治まった時には、既に『退魔』と『治癒』の力を自在に使えていたから、あれが祝福なのかと、後日振り返って納得したものだ。
…………ああ、そうか。
あの液体は『神の血』か。
人の身には余る力を負担なく扱う為に授けられた『神の魂の欠片』だ。
力の源とも媒体とも言えるあれを、生命の核に直接取り込んだから。
だから、アルフリードさんは勇者でいられた。
逆に、私が『時間』の力を使うたびに消耗していたのは、神か、もしくは神に匹敵する悪魔の力を操る為の下地が与えられなかったから。
そのわりに何度も使えたのは、女神の守護と、悪魔の支配があったから。
ロザリアの願いと、ベゼドラの意志が、私に掛かる負担を軽減していた。
外付けのクセに、じゃない。
外付けだからこそ、消耗していたんだ。
祝福を授かろうとするなら、私は、最低でも現代の力の保有者……
『長様の血』を飲まなければいけなかった。
でも、長様はあえてそうさせなかった。
私を護っていた女神を、私達の手が届かない遠くへ行かせない為に。
ロザリアが怒っている理由がこれなら、きっかけは私の寝坊かな。
彼女は『死』に対して極端に臆病だから。
いつもより長く眠っている私の姿から残された時間の少なさを実感して、いろいろと我慢の限界を超えてしまったのだろう。
(うーん……)
正直、無味無臭でも血液なんか飲みたくないし。
私が人間を超える生命力と自己防衛手段を得ていたら、それこそ彼女達はレゾネクトを遠ざける為に糸口すら残すまいと、私とベゼドラへの守護や、繋がりをすべて断ち切ってたんじゃないかって気がする。
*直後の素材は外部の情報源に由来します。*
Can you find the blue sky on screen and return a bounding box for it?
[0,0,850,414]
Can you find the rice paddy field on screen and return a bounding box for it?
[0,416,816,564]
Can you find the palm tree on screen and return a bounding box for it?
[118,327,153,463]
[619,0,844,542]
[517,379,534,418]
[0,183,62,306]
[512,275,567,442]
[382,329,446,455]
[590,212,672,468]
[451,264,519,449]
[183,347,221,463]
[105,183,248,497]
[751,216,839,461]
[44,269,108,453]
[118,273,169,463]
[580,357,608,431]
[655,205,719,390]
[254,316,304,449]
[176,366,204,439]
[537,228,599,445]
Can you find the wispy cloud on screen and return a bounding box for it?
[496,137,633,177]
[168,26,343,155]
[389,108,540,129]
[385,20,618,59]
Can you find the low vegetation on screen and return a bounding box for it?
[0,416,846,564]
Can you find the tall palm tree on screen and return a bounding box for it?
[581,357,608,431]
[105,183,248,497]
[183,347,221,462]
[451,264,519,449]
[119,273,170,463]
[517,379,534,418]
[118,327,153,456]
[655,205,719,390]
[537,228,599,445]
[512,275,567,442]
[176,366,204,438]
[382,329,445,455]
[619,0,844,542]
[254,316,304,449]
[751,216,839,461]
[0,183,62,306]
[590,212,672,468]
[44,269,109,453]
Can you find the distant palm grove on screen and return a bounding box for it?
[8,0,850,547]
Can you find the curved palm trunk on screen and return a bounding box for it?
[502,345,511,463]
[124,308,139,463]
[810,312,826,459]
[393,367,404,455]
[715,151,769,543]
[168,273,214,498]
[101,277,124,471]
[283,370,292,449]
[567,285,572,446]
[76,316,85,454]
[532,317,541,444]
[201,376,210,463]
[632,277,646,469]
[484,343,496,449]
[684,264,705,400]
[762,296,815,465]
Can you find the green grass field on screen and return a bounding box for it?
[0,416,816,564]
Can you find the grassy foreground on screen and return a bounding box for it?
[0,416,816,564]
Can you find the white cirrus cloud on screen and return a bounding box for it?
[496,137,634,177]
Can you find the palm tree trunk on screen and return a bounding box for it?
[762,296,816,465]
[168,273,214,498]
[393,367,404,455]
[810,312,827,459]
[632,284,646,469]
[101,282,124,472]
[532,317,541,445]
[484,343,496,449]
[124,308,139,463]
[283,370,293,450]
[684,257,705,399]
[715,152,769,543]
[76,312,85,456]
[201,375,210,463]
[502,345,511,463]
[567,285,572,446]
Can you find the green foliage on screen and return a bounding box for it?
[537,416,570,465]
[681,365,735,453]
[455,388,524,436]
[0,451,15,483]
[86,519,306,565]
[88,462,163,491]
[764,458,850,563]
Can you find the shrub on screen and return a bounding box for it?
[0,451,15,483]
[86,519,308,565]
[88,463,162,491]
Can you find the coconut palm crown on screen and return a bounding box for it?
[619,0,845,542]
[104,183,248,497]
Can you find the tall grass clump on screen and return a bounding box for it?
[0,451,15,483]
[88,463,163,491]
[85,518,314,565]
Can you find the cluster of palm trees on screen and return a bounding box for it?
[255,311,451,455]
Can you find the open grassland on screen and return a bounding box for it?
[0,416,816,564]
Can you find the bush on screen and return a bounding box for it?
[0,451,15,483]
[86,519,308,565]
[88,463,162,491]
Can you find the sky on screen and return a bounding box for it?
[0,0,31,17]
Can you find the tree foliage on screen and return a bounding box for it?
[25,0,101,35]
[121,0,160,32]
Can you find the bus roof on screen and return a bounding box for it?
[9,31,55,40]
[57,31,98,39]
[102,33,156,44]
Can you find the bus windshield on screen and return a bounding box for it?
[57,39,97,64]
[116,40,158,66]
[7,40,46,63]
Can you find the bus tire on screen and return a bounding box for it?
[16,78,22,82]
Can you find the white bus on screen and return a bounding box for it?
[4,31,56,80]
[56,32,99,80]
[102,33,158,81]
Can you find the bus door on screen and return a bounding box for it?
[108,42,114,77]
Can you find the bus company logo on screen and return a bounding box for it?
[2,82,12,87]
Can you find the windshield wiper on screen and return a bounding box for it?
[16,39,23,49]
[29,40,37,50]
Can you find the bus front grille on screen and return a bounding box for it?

であれば、私は長様の決定に感謝こそすれ、怒ったり恨んだりはしない。
むしろ、よくそこまで考えてくれたなあと、うっすら感動したのだが……
ロザリアが私のことで怒ってくれるのが嬉しいから、黙っていよう。
リーシェの件でも、なにやら考えがあるらしい彼女の邪魔はするまいと、静かに立ち上がり、ふわふわ漂う球体と三人からこっそり距離を空ける。
「人間一人の消耗を早めた程度の些事で我らに報復などと! 先も読めぬ下賤な小娘が!」
長様の目がギラリと光った。
時間干渉を狙ってるなあと察しても、無力な私にはどうしようもない。
両腕を腰上に回し、成り行きを見守る。
「下賤で結構! お前らに高貴だとか敬われても私は全然嬉しくない!」
ロザリアの目も光った。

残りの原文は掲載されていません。